State Tax on IRA distribution - Not stayed in CA in that year?
Do I need to file CA state tax - here is my situation:
- I took some Early IRA distribution
- I was out of USA for the whole year, so not stayed in CA for that year.
- Have filed Federal taxes.
- Prior to that I was living in CA and now back to CA
- I'm US permanent resident
CA tax instructions say that you may have to file CA taxes even if you have not stayed in CA for that year if there is an income from CA source. Does the IRA distribution will be considered income from CA source?
- naekuoLv 71 decade agoFavorite Answer
"CA tax instructions say that you may have to file CA taxes even if you have not stayed in CA for that year if there is an income from CA source."
This is correct. There is a famous court case. The FTB (CA tax authority) won the case against a CA resident living in Vietnam all year long.
"Does the IRA distribution will be considered income from CA source?"
This is Publication 1031: 2006 Guidelines for Determining Resident Status
A resident is any individual who is:
• In California for other than a temporary or transitory
• Domiciled in California, but outside California
for a temporary or transitory purpose.
A nonresident is any individual who is not a resident.
A part-year resident is any individual who is a California
resident for part of the year and a nonresident for part of
The term “domicile” has a special legal definition that is not the same as residence. While many states consider domicile and residence to be the same, California makes a distinction and views them as two separate concepts, even though they may often overlap. For instance, you may be domiciled in California
but not be a California resident or you may be domiciled in another state but be a California resident for income tax purposes. Domicile is defined for tax purposes as the place where you voluntarily establish yourself and family, not merely for a special or limited purpose, but with a present intention of making it your true, fixed, permanent home and principal establishment. It is the place where,
whenever you are absent, you intend to return.
In other words, you could live outside of the US all year long and be a Californian.
Of course the FTB have several ways to test you:
Amount of time you spend in California versus amount of time you spend outside California;
• Location of your spouse and children;
• Location of your principal residence;
• Where your driver’s license was issued;
• Where your vehicles are registered;
• Where you maintain your professional licenses;
• Where you are registered to vote;
• Location of the banks where you maintain accounts;
• Location of your doctors, dentists, accountants, and
• Location of the church, temple or mosque, professional
associations, or social and country clubs of which you
are a member;
• Location of your real property and investments;
• Permanence of your work assignments in California;
• Location of your social ties.
These are some of the things that the FTB look for.
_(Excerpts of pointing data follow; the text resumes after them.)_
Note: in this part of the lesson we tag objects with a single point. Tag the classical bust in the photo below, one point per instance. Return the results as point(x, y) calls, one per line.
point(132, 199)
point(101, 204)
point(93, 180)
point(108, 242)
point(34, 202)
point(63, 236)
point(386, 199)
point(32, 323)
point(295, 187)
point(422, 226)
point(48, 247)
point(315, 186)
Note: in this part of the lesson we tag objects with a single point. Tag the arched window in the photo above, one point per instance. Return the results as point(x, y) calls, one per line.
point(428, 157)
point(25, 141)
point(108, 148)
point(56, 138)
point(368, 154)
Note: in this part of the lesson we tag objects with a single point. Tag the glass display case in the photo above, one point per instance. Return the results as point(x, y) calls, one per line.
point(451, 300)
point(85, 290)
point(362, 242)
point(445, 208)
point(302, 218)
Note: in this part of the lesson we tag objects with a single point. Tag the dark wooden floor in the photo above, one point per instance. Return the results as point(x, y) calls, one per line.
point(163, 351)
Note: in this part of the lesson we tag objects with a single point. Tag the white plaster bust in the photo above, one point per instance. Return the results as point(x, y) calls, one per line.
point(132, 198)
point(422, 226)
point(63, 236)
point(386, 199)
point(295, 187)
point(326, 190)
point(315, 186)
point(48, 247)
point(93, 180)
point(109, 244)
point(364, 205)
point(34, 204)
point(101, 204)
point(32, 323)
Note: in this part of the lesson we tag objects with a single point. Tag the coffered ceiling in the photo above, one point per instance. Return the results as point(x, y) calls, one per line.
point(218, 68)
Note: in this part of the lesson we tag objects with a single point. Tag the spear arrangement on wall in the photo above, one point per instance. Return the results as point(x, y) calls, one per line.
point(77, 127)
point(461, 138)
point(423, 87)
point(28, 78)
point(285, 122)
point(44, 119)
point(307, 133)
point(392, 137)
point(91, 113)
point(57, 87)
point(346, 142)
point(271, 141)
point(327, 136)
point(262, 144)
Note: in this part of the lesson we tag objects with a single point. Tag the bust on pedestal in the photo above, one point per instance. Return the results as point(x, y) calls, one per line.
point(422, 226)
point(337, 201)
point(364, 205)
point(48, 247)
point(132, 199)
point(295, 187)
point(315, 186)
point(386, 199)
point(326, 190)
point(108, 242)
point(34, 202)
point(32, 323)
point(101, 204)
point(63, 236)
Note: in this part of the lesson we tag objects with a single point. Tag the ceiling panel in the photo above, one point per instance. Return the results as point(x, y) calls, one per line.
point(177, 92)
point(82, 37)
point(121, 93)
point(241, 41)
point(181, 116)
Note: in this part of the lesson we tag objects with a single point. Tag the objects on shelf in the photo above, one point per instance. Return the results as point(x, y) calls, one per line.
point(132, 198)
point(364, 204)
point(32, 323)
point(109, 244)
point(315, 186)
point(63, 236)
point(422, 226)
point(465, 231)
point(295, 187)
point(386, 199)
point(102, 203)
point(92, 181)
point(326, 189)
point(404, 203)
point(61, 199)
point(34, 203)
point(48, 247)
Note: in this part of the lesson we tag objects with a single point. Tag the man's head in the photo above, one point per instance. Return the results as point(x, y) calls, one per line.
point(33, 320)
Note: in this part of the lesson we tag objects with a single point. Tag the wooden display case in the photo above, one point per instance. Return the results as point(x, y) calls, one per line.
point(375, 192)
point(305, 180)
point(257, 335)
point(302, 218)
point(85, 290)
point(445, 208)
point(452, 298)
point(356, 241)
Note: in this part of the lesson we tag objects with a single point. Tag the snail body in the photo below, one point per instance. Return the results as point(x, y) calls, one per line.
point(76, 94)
Especially, if you file your CA tax return every year and there is one missing. That will be the red flag to them. Usually, you will get a letter in the mail explaining the situation within 2 years from the due date.
(See the publication about safe harbor rule. There maybe a way out of CA taxation.)
Nonresident/part year resident of CA booklet
Nonresidents of California Receiving a California Pension California does not impose tax on retirement income attributable to services performed in California received by a nonresident after December 31, 1995.
- ?Lv 61 decade ago
If you moved from CA to a foreign country and did not return to the US anytime during that year. You may be able to avoid CA income tax. There is a question regarding where you earned the money that was in the IRA and your tax home when your received that money. If the earnings were from work while you were out of the US you may be able to exclude that from both Fed and CA tax. You can not avoid the 10% Fed penalty on the early distribution. You really need to sit down with a tax professional familiar with foreign earnings before you file your Fed or state return.
- danLv 41 decade ago
I believe this depends on the location of your permanent residence. Therefore, I believe the income is CA state taxable. Go to irs.gov and run a search for IRS pub 590. That contains all rules and regulations for IRAs.Source(s): I was a retirement (IRA) specialist at a large mutual fund firm for 2 years.
- ninasgrammaLv 71 decade ago
California does not tax IRAs for nonresidents. If you did not live in California for the entire year, file a nonresident California tax return if you are otherwise required to file.